There used to be motorbike road races in the town I'm from, which basically meant going on the complete rip for the weekend.

On the first day of the festivities we persuaded this chippie van to park out the front of the house that we were doing all the partying in, mostly because it's a very small town and the more screening we could get the better.

The night after that one of the lads, in his infinite wisdom, decided to break into the van and steal every single chocolate bar they had. Little did I realise the significance this would have later on.

When a few of us had passed out from the days activities the absolute demonic swine that were still awake put a couple of bars of chocolate down the front of my jocks and down the back of one of the other lads jocks.

Now, I woke up pretty early and the fact that the chocolate hadn't set yet combined with the fact that I was still hammered meant that I didn't notice anything was awry. So cheery as you like I ambled down the stairs, into the living room and set up shop on the couch with some smoke and cans (about 9am). The lads were all nearly killing themselves laughing at me but I was in too much of a mess to notice anything.

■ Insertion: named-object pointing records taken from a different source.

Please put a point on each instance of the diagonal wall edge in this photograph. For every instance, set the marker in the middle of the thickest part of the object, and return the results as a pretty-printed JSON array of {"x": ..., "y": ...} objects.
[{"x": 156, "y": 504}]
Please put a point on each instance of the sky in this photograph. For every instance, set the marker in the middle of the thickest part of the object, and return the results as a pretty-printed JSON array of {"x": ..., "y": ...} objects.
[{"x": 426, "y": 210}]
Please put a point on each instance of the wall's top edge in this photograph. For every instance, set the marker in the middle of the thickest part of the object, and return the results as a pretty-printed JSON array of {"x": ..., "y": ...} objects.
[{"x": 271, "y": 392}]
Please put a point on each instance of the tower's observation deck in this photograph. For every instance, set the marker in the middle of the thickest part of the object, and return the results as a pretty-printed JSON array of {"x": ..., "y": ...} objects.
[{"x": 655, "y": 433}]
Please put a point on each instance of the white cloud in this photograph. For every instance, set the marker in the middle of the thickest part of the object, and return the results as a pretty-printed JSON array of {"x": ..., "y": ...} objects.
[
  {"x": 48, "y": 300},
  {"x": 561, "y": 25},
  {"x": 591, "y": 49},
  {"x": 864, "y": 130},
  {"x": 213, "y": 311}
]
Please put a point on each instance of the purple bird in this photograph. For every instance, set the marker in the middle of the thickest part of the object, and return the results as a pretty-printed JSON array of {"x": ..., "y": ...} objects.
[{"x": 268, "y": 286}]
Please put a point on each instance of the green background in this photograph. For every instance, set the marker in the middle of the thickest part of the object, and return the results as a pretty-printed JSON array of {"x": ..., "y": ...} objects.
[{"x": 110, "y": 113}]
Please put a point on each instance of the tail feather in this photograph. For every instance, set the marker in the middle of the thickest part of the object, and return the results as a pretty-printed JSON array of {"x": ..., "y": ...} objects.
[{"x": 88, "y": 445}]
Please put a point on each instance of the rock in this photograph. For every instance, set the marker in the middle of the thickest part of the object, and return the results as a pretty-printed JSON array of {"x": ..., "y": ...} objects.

Skip forward 3 hours I was still on the couch getting nicely toasted, and everyone had pretty much forgotten what they had done to me as I was too clueless to cop on to the fact that they were laughing at me not with me when I came down the stairs. Suddenly my mate lets out a roar from upstairs and comes pelting down shouting blue murder as "that tore all the hair out of my arse, you bastards".

Much to everyone else's amusment I was in tears of laughter along with everyone else. First they were laughing at him, then they were laughing at me laughing at him, then they told my friend who had just come down the stairs about my situation and he instantly forgot his pain had a good laugh at me aswell.

About another hour later I decided the time had come to go next door (where I lived) and get myself cleaned up.

As I was unaware anything was amiss I jumped up of the couch, in one stroke viciously ripped out half of my pubic hair and fell on the ground in extreme pain. My mates laughter earlier on suddenly made sense, and knowing that I'd made an idiot out of myself taking the piss out of my mate earlier on multiplied the agony of the situation.

My God almighty it was painfull.

At least I got some kicks out of the situation though, I came out of the shower only to find my dog was half way through eating my jocks.
(, Wed 22 Oct 2003, 9:27, archived)
# That
is cuntish behaviour. Making your mate cry on a trip? Wow.

The chocolate's funny, though.
(, Wed 22 Oct 2003, 14:55, archived)
# it is the worst kind of "prank"
no one should be fucked with while tripping.
(, Wed 22 Oct 2003, 19:31, archived)
# You
evil, evil bastards. Messing with peoples head when they're on acid could be pontentially dangerous, specially if it was his first time.
Cruel, very cruel......
(, Sun 26 Oct 2003, 12:01, archived)
# Was that near.....
Peking Inn??? That place was the butt of many a joke phone call...
(, Tue 21 Oct 2003, 23:33, archived)
# Yep, across the road, and down towards Cat Hill a bit.